Oropharyngeal
candidiasis is one of the first and most commonly reported
opportunistic infections of untreated
AIDS patients. With the introduction of the new
antiviral HAART therapy, including
HIV protease inhibitors, this mucocutaneous
infection is nowadays only rarely observed in treated patients. It was recently shown that
HIV protease inhibitors have a direct attenuating effect on Candida albicans secreted
aspartic proteinases (Saps), an investigation prompted by the fact that both Sap and
HIV protease belong to the superfamily of
aspartic proteinases and by the observation that mucocutaneous
infections sometimes resolve even in the absence of an immunological improvement of the host. As these Saps are important fungal
virulence factors and play a key role in adhesion to human epithelial cells we tried to assess the effect of the
HIV protease inhibitors Ritonavir,
Indinavir and
Saquinavir on fungal adhesion to these cells. The effect on phagocytosis by polymorphonuclear leukocytes was also assessed.

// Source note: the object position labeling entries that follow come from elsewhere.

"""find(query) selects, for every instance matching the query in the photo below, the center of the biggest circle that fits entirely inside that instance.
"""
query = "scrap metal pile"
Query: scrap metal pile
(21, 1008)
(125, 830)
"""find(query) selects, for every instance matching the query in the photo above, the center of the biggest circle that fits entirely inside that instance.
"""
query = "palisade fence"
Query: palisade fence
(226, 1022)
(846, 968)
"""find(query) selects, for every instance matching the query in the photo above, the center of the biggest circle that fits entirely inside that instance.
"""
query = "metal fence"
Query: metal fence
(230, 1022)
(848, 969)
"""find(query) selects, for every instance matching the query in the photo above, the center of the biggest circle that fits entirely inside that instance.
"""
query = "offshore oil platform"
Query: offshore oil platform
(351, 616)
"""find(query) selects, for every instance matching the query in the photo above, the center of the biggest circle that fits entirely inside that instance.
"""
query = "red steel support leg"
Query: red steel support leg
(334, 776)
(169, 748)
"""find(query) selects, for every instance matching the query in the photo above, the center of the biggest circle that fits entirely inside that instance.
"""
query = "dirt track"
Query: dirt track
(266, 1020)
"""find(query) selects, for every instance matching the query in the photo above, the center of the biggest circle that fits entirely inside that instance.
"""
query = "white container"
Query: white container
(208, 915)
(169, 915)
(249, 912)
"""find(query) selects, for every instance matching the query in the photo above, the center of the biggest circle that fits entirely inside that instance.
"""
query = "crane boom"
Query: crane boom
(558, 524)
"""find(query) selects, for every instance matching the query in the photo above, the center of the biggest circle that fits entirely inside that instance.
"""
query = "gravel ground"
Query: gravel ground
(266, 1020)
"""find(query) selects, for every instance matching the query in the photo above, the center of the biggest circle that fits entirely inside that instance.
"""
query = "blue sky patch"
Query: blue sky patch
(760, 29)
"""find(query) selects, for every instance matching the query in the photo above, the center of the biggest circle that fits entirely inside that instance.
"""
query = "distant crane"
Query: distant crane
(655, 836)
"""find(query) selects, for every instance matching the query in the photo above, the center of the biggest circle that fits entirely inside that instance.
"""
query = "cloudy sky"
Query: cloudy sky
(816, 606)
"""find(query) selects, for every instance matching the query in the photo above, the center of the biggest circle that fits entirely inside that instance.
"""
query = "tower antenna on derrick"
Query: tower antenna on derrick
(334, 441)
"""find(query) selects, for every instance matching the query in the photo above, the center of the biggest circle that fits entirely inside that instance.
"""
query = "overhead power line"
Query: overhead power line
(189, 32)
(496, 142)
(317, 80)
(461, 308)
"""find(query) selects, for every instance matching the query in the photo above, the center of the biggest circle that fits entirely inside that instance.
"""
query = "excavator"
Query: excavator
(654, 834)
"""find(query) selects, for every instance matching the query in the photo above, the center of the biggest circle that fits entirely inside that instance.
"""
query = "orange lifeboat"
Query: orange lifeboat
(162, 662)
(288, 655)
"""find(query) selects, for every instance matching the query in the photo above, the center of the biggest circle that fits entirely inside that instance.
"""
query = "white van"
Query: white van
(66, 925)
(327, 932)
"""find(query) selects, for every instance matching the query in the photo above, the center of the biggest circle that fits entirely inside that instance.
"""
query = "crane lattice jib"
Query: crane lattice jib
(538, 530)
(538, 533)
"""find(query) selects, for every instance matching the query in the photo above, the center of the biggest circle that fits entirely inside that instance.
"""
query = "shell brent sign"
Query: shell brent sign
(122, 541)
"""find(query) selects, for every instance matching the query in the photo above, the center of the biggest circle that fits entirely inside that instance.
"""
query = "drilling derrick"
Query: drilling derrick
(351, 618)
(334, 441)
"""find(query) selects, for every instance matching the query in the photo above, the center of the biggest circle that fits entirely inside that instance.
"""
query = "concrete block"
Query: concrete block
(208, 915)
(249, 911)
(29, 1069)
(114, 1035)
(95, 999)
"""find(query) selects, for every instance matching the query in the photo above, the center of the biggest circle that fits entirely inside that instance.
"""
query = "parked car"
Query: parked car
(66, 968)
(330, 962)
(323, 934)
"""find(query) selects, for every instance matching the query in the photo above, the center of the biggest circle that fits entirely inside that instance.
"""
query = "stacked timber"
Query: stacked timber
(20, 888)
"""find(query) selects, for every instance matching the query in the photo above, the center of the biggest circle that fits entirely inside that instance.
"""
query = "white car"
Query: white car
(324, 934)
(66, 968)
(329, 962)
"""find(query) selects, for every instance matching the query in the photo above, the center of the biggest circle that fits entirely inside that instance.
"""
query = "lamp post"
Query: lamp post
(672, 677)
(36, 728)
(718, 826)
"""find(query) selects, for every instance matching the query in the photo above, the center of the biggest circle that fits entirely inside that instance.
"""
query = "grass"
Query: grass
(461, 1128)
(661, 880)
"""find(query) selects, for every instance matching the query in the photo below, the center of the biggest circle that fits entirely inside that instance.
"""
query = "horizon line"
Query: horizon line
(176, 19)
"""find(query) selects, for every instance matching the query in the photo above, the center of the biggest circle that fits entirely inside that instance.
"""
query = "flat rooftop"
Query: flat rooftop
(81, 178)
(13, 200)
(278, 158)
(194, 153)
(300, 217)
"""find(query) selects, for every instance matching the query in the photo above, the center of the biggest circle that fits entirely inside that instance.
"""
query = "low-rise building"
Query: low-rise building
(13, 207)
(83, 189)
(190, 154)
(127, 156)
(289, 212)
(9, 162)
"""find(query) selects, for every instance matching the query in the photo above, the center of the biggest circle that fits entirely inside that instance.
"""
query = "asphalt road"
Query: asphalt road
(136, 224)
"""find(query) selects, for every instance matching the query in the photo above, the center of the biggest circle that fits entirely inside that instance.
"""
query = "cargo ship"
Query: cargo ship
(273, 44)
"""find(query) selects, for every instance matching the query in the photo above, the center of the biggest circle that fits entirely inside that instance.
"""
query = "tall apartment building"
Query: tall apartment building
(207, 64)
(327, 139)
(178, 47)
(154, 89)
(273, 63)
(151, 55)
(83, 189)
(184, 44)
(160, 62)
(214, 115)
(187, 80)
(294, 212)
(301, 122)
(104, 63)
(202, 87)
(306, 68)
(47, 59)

Ritonavir was found to be the most potent inhibitor of fungal adhesion. A dose-dependent inhibition of adhesion to epithelial cells was found already at 0.8 microM and was significant at 4 microM or higher, at 500 microM the inhibition was about 55%.
Indinavir and
Saquinavir inhibited significantly at 4 microM or 20 microM, respectively; at 500 microM the inhibition was 30% or 50%. In contrast, no
protease inhibitor was able to modulate phagocytosis of Candida by polymorphonuclear leukocytes. In conclusion, inhibition of Saps by
HIV protease inhibitors may directly help to ease the resolution of mucosal
candidiasis. In future, derivatives of
HIV protease inhibitors, being more specific for the fungal Saps, may form an alternative in the treatment of mucosal
candidiasis insensitive to currently available antimycotics.